Joshua Bell acarició su Stradivarius antes de introducirlo en el maletín acolchado. Era un rito que cumplía antes de cada concierto. Acariciaba el violín para agradecerle toda la música que le daba. Lo acariciaba con ternura, con amor, como si fuese el cuerpo de una mujer. Su Stradivarius no era un violín cualquiera. Era una de las pocas piezas del maestro italiano que, sin ser fabricadas por él, conservaban su sonido. El artesano Pier Luigui Prietini había obrado el milagro de lograr un verdadero Stradivarius en el taller del maestro. Prietini había sufrido la peste en su Toscana natal. Allí, cuando la plaga azotaba su pueblo, se comprometió ante San Nicolás a permanecer célibe si salvaba a su familia de la enfermedad. Milagrosamente, los Prietini fueron la única familia del pueblo que superó la plaga sin ningún fallecimiento. El comportamiento piadoso de Pier Luigui Prietini les salvó de las acusaciones de brujería. Con el tiempo, emigró de su pueblo para trabajar en el taller del maestro Antonio Stradivarius.

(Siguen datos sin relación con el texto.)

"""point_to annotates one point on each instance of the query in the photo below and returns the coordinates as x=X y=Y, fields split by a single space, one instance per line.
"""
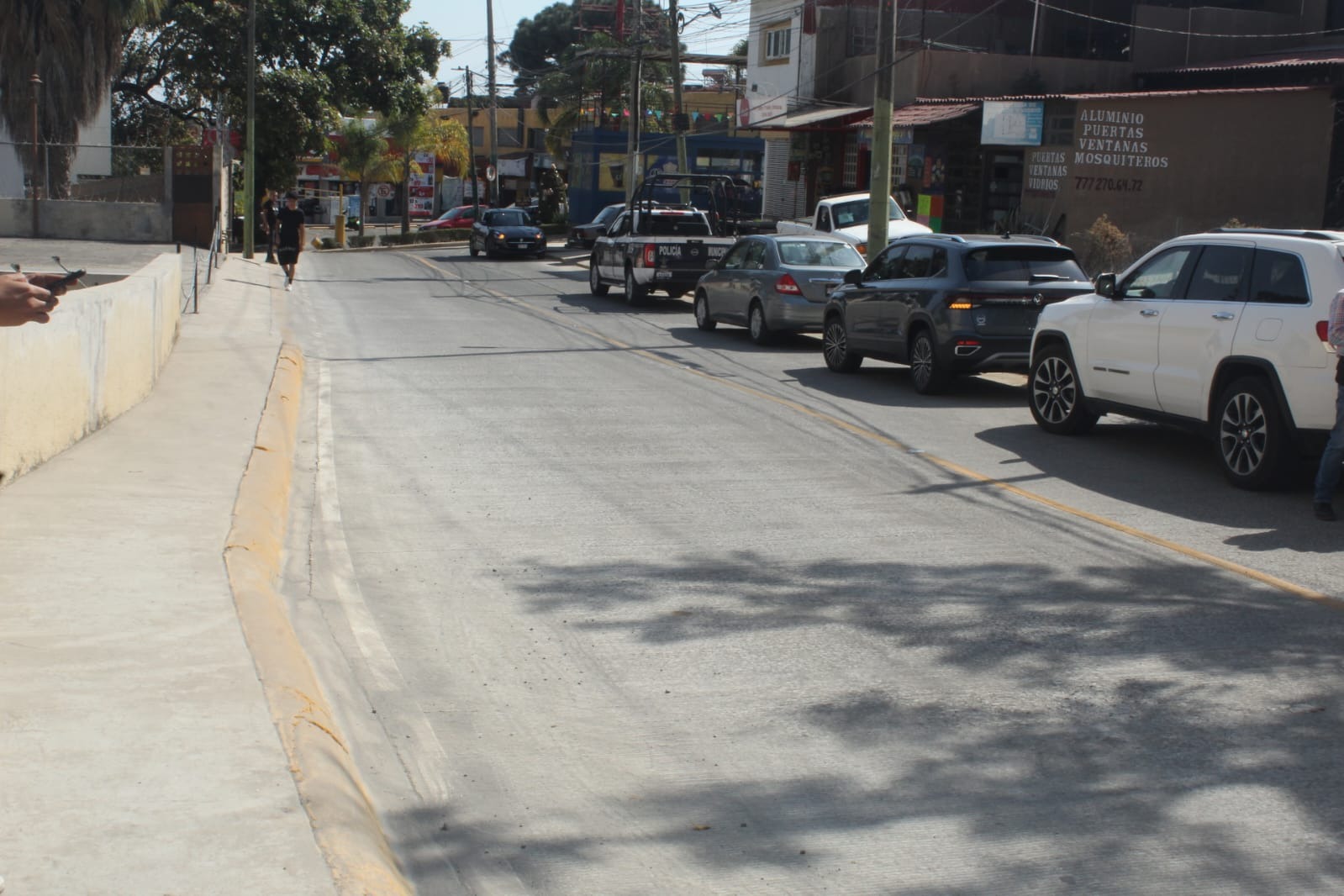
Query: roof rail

Allí aprendió el oficio de luthier y comenzó a construir sus primeros violines hasta que conoció a la joven Marta Angélica Martini, de la que se enamoró con pasión. Prietini suspiraba por abrazarla, por besarla, por recorrer su cuerpo en unos pensamientos libidinosos que le torturaban día a día porque recordaba su promesa y su voluntad de cumplirla. Cada día veía a su amada en la calle y suspiraba por ella. Sufría, sufría mucho. Se concentró en la construcción de un violín para olvidar a su amada y la pasión que sentía por ella. Cumplía con sus hábitos piadosos y acudía al taller; algunas jornadas permanecía toda la noche hasta que terminó su pieza.
Una noche, terminó la pieza. Comprobó su sonido y descubrió que había logrado un instrumento digno del maestro. Al día siguiente, lo encontraron muerto al lado del violín. El maestro lo probó y se sorprendió por el sonido. Sin embargo, como muestra de respeto a Prietini nunca salió del taller en vida de Antonio Stradivarius.
Joshua Bell había adquirido el violín sabiendo su historia. En realidad, lo que se sabía era que se trataba de un auténtico Stradivarius por su sonida, aunque se desconocía el fabricante. Tan sólo existía la certeza de que no era Antonio Stradivarius. Bell cerró el estuche y salió de la habitación del hotel. En la calle se calzó una gorra y se dirigió al punto convenido.
Llegó y, sin quitarse la gorra, depositó el estuche en el suelo, sacó el violín y comenzó a tocar. Calentó dedos con algo de Bach y luego fue desgranando las piezas que más le gustaban. Esa melodía con la que había entrado en el Conservatoria, la sonatina que tocó la primera vez que declaró el amor a una mujer, la nana que había tocado a su primer hijo, la pieza preferida por su padre, la obra que nunca terminaba de pulir para su incluir en su repertorio. La multitud pasaba indiferente, caían algunas monedas en el estuche abierto. Bell tocaba cada vez más absorto, ajeno al ruido hasta que se fijó: tenía público. Una niña de unos diez años lo miraba absorta disfrutando de su música. Bell pensó en Bach y versioneó una cantata. La niña sonrío y él comprobó como su música salía con una belleza como nunca había logrado, una belleza que le recordaba las grabaciones es de Jacqueline de Pré que le regalaban sus padres, una pureza a la que había aspirado y que sólo, en ese momento, en la entrada del metro de Washington había alcanzado.